能の家柄でない一般家庭から、なぜこの世界に飛び込んだか、どのように能と出会ったか、修行時代のこと、芸に対する考え方などが、未公開の情報も含めて記事になっています。

 

インタビュアーの方の温厚な人柄に惹かれて、ついつい余計なことまでしゃべって(しゃべらされて)しまいました。

 

一般書店でお求め頂けますが、以下のホームページをご参照下さい。

                             月刊『江戸楽』

 

 

ブログ紹介(竪琴同好会 こもれびの響)

先日の当ブログにて、名東高校能楽研究部が全国大会に出場決定したご報告の投稿をご覧になり、

 

「竪琴同好会  こもれびの響」

 

という、永田みゆきさん主宰のブログにて、リンクを貼って頂きました。上記をクリックしてご覧下さい。

永田さんは、私の高校時代の後輩。昔から芯が強いしっかりした方で、しかし優しさと品性を備えた才媛です。

昨年、彼女が書いた幼児文学を2冊頂き、読みましたが、独特の子供目線でのお話に引き込まれ、薄汚れてしまっている大人目線の私の心を揺さぶりました。

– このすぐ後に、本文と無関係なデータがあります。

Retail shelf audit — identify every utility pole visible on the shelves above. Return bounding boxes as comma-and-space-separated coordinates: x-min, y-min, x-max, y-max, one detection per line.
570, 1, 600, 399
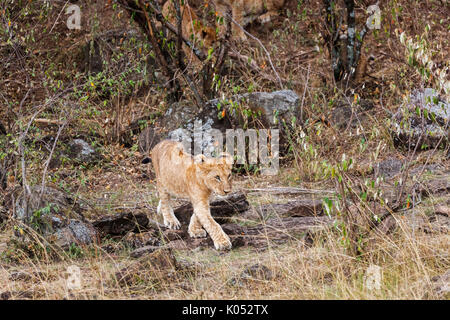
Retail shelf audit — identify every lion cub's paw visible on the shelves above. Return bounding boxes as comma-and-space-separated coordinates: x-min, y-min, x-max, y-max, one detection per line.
188, 229, 206, 238
164, 217, 181, 230
214, 235, 232, 250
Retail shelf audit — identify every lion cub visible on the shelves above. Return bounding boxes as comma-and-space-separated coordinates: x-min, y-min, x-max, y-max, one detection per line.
151, 140, 233, 250
162, 0, 217, 58
215, 0, 285, 40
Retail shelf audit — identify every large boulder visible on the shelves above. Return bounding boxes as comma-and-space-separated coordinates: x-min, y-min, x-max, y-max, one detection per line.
146, 90, 300, 153
13, 186, 97, 249
391, 88, 450, 150
68, 139, 101, 163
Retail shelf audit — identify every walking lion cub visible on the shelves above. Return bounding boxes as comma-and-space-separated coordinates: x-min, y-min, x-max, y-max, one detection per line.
151, 140, 233, 250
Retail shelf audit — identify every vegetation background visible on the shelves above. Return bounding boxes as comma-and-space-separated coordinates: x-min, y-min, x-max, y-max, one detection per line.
0, 0, 450, 299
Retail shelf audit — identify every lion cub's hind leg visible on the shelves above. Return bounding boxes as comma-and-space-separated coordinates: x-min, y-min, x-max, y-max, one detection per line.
156, 190, 181, 229
188, 213, 206, 238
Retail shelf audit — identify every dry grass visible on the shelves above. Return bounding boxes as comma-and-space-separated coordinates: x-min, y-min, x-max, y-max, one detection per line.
0, 169, 450, 299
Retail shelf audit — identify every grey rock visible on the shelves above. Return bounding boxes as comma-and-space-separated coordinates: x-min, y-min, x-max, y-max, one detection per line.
69, 139, 101, 163
391, 88, 450, 150
14, 186, 97, 249
330, 98, 373, 129
162, 90, 300, 154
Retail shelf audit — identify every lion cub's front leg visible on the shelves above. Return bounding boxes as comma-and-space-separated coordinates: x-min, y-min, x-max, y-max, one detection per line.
156, 190, 181, 229
188, 213, 206, 238
189, 202, 231, 250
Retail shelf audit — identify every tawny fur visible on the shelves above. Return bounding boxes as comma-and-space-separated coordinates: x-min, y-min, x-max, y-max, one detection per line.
215, 0, 285, 40
151, 140, 233, 250
162, 0, 217, 62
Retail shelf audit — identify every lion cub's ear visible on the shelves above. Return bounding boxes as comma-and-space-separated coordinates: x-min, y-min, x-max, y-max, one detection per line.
217, 152, 234, 166
194, 154, 207, 163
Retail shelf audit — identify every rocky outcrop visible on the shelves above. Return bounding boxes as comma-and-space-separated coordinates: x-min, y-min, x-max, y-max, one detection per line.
14, 186, 97, 249
391, 88, 450, 150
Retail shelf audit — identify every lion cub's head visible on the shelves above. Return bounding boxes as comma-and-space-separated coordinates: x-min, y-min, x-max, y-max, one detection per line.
194, 154, 233, 196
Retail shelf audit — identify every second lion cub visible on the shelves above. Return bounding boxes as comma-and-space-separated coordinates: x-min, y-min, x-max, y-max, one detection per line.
151, 140, 233, 250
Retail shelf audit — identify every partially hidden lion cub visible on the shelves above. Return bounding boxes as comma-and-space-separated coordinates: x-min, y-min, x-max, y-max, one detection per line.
214, 0, 285, 40
162, 0, 217, 61
151, 140, 233, 250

そんな方だから、彼女が奏でる竪琴の音色も、きっと何か心に染み渡るものがあることでしょう。

いつか聴いてみたいものです。

 

全国大会出場決定!

前々回の投稿の、本日の愛知県大会にて、名東高校能楽研究部の全国大会出場が見事決定しました!(と、副部長からたった今電話を頂きました)

やったね!頑張った甲斐があったね!おめでとう!

たぶん、今回はいけるだろうと思っていました。

7月末から始まる、宮城県での全国大会に向けてまた新たに選曲をして、新入生にたくさん入部してもらって、皆で宮城に行き、力いっぱい演奏して、高校の良い思い出を作って下さい。

私も、また教え甲斐があります!

県大会出場(名古屋市立名東高校 能楽研究部)

名東高校能楽研究部

名古屋市立名東高校作法室にて。私の指導する、能楽研究部の面々です。

現在13名(内、男子1名)で、週2回の決まった練習日の他に、朝や放課(名古屋弁で「休み時間」のことを「放課」と言います)に自主的に集まって、明後日(1月14日)に控える県大会の為に、日々稽古に打ち込んでいます。

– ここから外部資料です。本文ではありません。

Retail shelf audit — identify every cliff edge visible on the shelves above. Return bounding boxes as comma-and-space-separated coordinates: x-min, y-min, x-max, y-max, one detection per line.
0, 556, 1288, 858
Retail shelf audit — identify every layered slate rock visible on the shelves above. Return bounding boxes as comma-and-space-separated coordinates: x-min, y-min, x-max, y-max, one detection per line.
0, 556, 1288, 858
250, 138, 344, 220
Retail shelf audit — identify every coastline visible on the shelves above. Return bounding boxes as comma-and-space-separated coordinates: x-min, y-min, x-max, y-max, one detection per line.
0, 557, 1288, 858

発表曲は、舞囃子『鞍馬天狗』。シテ(主役の舞い手)、地謡(コーラス隊)、四拍子(笛・小鼓・大鼓・太鼓)全て、高校生のみで演奏します。

このように、高校生のみで舞囃子の演奏が出来る部活動は、日本中探しても(ということは、「世界中」)おそらく名東高校能楽研究部のみだと思います。

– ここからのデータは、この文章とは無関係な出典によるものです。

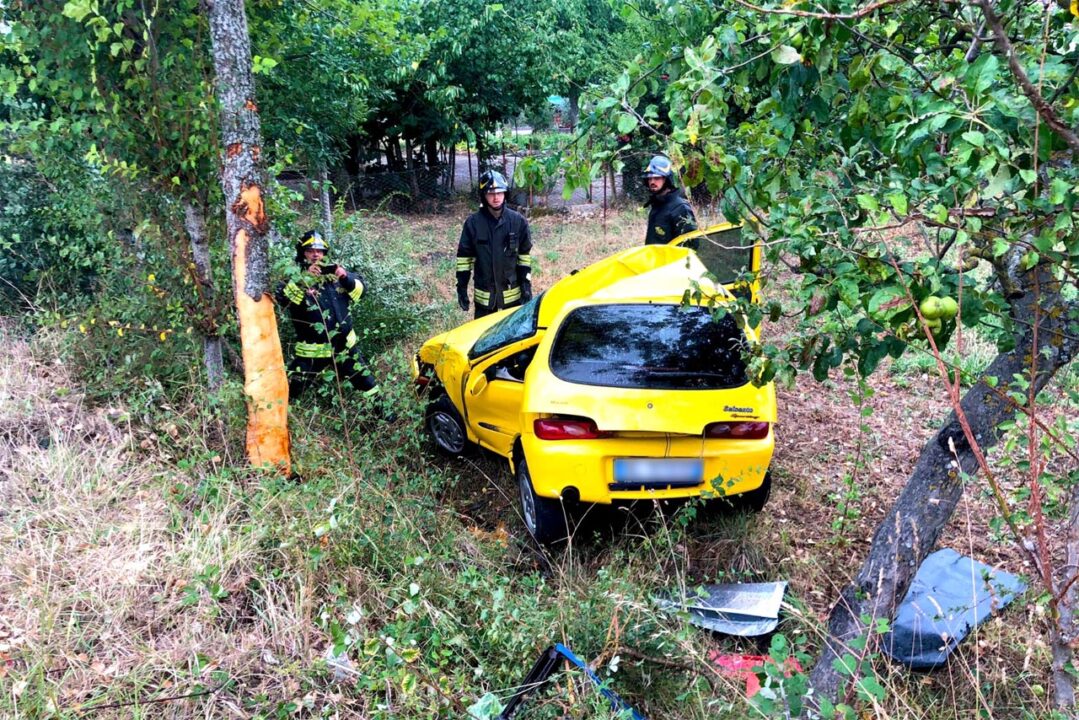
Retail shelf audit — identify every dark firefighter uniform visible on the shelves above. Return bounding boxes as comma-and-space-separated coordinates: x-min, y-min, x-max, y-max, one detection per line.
457, 206, 532, 317
643, 155, 697, 250
644, 189, 697, 249
277, 250, 379, 397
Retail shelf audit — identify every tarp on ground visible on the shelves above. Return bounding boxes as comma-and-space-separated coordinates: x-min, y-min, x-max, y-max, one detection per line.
882, 548, 1026, 670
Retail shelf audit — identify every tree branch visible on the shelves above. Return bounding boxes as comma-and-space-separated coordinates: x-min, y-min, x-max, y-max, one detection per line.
975, 0, 1079, 154
735, 0, 909, 21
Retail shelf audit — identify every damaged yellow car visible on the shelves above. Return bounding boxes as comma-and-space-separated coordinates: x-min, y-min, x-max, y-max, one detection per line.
413, 225, 776, 543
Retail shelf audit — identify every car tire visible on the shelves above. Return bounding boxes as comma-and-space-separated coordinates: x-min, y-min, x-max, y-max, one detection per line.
424, 395, 468, 458
733, 471, 771, 513
517, 456, 570, 545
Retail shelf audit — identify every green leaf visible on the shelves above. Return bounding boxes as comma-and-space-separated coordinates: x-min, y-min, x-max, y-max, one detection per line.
888, 192, 906, 217
64, 0, 94, 23
962, 130, 985, 148
855, 195, 880, 213
1049, 177, 1071, 205
618, 112, 637, 135
771, 45, 802, 65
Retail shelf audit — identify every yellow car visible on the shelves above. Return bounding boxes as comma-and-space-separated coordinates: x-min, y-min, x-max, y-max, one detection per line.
413, 225, 776, 543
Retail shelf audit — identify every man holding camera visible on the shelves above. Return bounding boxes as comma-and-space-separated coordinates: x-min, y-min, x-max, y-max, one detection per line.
457, 171, 532, 317
277, 230, 379, 408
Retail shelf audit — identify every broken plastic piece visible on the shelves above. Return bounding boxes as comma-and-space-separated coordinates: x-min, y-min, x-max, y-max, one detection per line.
498, 643, 644, 720
882, 548, 1026, 670
708, 650, 802, 697
656, 582, 787, 637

指導者として、手前味噌になりますが、レベルもなかなかのものです。

この県大会で、来年度(29年度)の夏に毎年行われる、全国高等学校総合文化祭(29年度は宮城県)への愛知県代表としての選抜が行われます。

 

 

【愛知県高等学校文化連盟  日本音楽発表部門  第31回発表会】

日時:平成29年1月14日(土)13時〜17時

会場:名古屋市青少年文化センター(アートピア ナディアパーク11階)

 

名古屋市立名東高等学校の出番は1番目で、他は箏曲がほとんど。お運び頂き、応援を宜しくお願い致します!

 

新舞台!(桜山舞台)

桜山舞台1

名古屋の新しい稽古場、「桜山舞台」です。

ある涌宝会会員(私のお弟子さんということ)のお一人が、長年名古屋にてあちこちの稽古場を渡り歩いている私の為に、「ひと肌脱ぎます!」と、ご自宅マンションに稽古舞台を作って下さいました。

もちろん、ご自身もお使いになる為。

こんな贅沢なことはなかなか出来ることではありません。素晴らしいですね。

桜山舞台3

ちゃんと階段(きざはし」もあります。

 

桜山舞台2

謡の稽古はこちらで。

 

舞台披き(こけら落とし)は、少し後に極少人数で行う予定です。

明日『草紙洗』子方と朝臣

明日(1月7日)の月並能にて、能『草紙洗』の子方(天皇役)を凜太郎、私は、立衆(朝臣役)の一人を勤めます。

凜太郎は、この子方は、2回目。

私は、この朝臣役は、何と9回目。更に、貫之役は別に3回勤めており、いかにこの曲自体がよくかかる(上演する)かがわかります。

朝臣(立衆)は、謡中心の役で、特に明日の私の位置(立衆3人の内、2人目)は、初めから終わりまで、一度も立つ機会がありません。「立衆」ではなく、「座衆」と呼んで欲しいくらい。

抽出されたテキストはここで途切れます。